Date: 23.08 2022
“Phew! Honestly this is like the only piece of time I’ve got to journal. Got my internal exams going on rn. But since I ain’t got class tomorrow, I thought I might take a break this evening to catch up on my sleep and most importantly, my journal. So where are we on life now? Starting off from the juicy part of one’s life, yup dating life. Where are we standing there? Well yeah, after I ended everything with Mr. CSG (the guy I was seeing), I’ve lost that mental energy to consistently text any other guy. I just lost it, y’all. Like I don’t wanna get close to anyone else again. Cause this whole situation has wrecked me apart, though I don’t acknowledge it as much as I should. Yeah, I do miss talking to him. I’ve even talked to my friend about it, and she suggested I should let my ego down and just text him. But then again, as much as I miss him, I really don’t have the energy to start talking to someone. Lol sometimes I wonder if I still have those flirty skills in me. Cause I feel like it’s got all rusty. Whatevs. Anyway, what I meant to say this though there are moments in a day where I crave him, I feel it’s better this way. Cause now we’ve got exams going on. And assignments and usual college shit. Plus with these frequent depressive moods, no girl, I just don’t wanna spiral back to those days. Wow, how did I even have the energy those days to talk to a guy consistently plus focus on my studies and my workouts? Now I barely have the willingness to look after my shit. Damn. Depression does hit people real hard eh. So now, life’s been pretty peaceful. My screen time’s been dropped to 4 hours per day, and it was about 6-8 hours earlier. Lol I used to get more screen time than my sleep time. And now, I get to go sleep any time I want to, I don’t have the urge to check my phone at 2am, thus curbing my insomnia. My sleep schedule has been sooo better now. I fucking sleep! And that’s a huge win-win for me! Secondly, I’ve stopped trying to please or impress people. Cause every time someone gets impressed, we start talking, same shit all over. Now, I do things to please myself. I wanna get into shape because I want to. I wanna look good cause it makes ME happy; not to appear flirtatious to another guy. Honestly though, this new mind-set has given me so much power internally. Like I feel like this empowered woman living for herself rather than to look appealing to a guy to get in his pants. I’m aware that it does make me sound like a whore.
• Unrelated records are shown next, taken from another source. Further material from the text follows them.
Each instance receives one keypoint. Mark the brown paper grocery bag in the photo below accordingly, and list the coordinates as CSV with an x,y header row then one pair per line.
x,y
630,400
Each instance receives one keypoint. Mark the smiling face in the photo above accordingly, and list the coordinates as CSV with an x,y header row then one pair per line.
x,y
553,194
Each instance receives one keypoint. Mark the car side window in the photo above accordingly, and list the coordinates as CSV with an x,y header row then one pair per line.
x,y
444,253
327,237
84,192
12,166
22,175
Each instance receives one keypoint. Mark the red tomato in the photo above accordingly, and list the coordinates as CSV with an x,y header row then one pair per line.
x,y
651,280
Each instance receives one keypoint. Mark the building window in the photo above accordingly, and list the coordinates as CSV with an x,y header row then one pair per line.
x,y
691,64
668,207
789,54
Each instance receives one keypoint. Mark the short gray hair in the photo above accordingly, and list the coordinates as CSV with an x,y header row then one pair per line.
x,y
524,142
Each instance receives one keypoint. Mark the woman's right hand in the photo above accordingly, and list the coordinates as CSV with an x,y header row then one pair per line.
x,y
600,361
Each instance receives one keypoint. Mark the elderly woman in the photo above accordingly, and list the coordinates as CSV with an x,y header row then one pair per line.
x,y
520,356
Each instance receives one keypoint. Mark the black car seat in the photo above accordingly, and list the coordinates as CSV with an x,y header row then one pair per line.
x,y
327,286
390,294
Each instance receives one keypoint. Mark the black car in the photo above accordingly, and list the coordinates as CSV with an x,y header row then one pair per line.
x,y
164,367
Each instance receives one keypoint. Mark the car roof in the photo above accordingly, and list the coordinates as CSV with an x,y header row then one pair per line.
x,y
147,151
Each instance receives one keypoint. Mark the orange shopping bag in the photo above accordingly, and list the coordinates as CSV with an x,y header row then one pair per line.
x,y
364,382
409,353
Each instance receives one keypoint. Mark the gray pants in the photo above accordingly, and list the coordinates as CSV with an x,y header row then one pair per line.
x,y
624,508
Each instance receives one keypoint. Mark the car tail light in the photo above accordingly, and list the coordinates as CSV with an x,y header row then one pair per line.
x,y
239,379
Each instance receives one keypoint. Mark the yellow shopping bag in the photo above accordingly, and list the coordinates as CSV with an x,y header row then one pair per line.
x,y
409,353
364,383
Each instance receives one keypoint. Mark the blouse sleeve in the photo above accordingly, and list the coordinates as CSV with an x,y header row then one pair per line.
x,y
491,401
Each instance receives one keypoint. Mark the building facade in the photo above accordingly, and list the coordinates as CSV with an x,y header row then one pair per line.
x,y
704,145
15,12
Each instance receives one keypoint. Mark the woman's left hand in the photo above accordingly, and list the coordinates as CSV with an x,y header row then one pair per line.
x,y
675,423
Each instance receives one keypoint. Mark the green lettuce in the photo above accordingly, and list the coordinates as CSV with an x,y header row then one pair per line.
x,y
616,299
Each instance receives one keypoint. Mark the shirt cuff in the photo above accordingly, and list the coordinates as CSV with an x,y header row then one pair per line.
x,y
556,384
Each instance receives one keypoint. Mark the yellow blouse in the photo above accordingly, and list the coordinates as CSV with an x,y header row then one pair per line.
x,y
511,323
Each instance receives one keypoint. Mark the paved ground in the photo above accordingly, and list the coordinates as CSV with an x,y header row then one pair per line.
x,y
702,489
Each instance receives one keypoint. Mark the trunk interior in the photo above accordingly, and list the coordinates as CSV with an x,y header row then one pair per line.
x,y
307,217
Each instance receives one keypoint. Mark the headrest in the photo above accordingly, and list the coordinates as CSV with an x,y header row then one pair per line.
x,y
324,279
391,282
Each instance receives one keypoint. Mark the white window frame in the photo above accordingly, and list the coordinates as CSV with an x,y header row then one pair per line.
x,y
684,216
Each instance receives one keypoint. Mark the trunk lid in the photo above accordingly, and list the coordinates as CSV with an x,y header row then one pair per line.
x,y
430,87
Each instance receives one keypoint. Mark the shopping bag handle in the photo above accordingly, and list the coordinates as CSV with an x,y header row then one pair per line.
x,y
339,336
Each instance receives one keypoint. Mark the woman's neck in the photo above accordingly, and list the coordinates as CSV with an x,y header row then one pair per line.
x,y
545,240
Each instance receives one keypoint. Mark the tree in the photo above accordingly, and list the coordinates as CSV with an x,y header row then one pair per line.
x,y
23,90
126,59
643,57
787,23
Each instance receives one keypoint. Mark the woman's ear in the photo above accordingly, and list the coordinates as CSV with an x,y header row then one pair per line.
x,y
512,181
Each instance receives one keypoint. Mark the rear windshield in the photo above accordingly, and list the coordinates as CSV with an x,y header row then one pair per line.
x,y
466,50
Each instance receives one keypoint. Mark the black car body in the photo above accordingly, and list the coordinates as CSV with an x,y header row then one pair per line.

Anyways, that’s what’s been going on for the past one month. I’m really blessed to say that my ex has finally moved on from me. He’s got a new gf and boy trust me when I tell you that I’m more happy than he is for his new relationship. Except for teeny-tiny glitch. He’s dating my best friend. What more do we need for drama now lol? And how does that make me feel? Uhm, if I could spill my honest thoughts here, it does get squeaky awkward when they get all lovey-dovey as a couple in front of me. Like get a room for real, man. I don’t need to see my ex and my best friend snuggling and cuddling every chance they get. I still am happy that he’s over me now. God, I’m so beyond grateful for that. Cause it literally took months after our break up for him to stop getting obsessed with him. But he and my friend? Uhm I’m not really sure about that now. But as long as he’s done with sticking with me, I couldn’t care less who he’s with.”